THE EMOTIONAL DIETER



As I prepare myself for my Ibiza holiday, after being horrendously ill for the past week, now has never been a better time than ever to give my health a serious kick. Talking about my diet is something that makes me feel a little insecure, my weight has always been a sensitive issue for me - almost feeling embarrassed by it. No, admittedly, I'm not severely overweight and yes, my diet COULD be a lot worse. However, my issue with my diet is the emotional stigma to it. Like most girls, I'm guilty of emotional eating, I feel sad, so I eat chocolate and chicken nuggets...I feel happy and I also eat chocolate and chicken nuggets. You see the problem now? 

However, that is just the tip of the iceberg for me. My relationship with food goes a lot deeper than that. I grew up with my family owning restaurants, so inevitably I loved trying new foods and experimenting, I was never shy of it. My health, fitness and diet is the reason I got into blogging - so I have to be very grateful for it. Around about a year ago, I found myself in a very unhealthy relationship. The girl with ambition and drive, who usually had all her life in order, no longer existed. I lost myself, engulfed in the emotion of the relationship. I was out of my depth. I was losing control of everything and I essentially allowed someone to gamble with my life and be my decision maker. 

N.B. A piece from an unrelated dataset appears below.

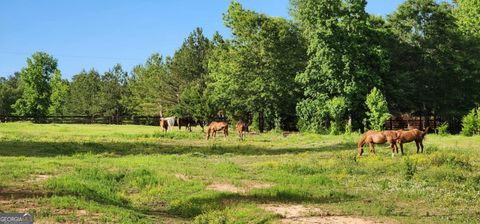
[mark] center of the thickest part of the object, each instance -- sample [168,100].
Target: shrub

The anxiety, hurt and frustration accumulated to a constant feeling of tension in my stomach. Which is when it became apparent, that the only thing I could have control over was my diet...so I did. I'd limit myself to only eating foods I wanted to eat, refusing to eat anything I didn't want to, like a stubborn child. I'd feel hurt, so I wouldn't eat, a way of trying to gain some physicality of the emotions. Weight dropped off me and I developed a seriously unhealthy relationship with food (mirroring my actual relationship), only allowing myself to eat a few mouth fulls of food a day and nothing too fattening. I was eating, or not eating my emotions. 

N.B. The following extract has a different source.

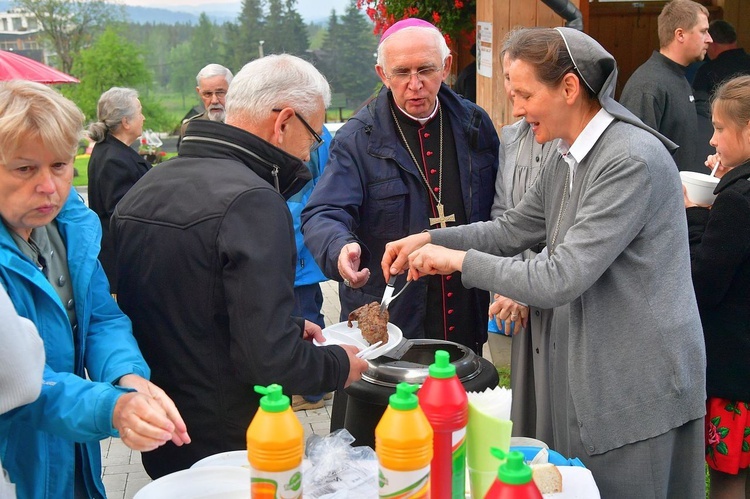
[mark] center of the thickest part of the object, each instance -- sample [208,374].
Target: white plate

I look back on this time and I'm embarrassed by it. I'm annoyed at myself for allowing myself to get to that stage. But I also look back on it and feel such relief that that is not where I'm at in my life now. I look back and I'm glad that it happened because I wouldn't know what it feels like to be happy now. I look back and I'm proud for overcoming it and growing as a person.Yes, I have a tendency to go to the other end of the spectrum and indulge too much in food - which can be equally as bad. But as long as I'm not at the stage I was at a year ago, I am happy. So with that, I've started my journey, to be strong, not skinny - and I'm so proud that Protein World are helping me along the way.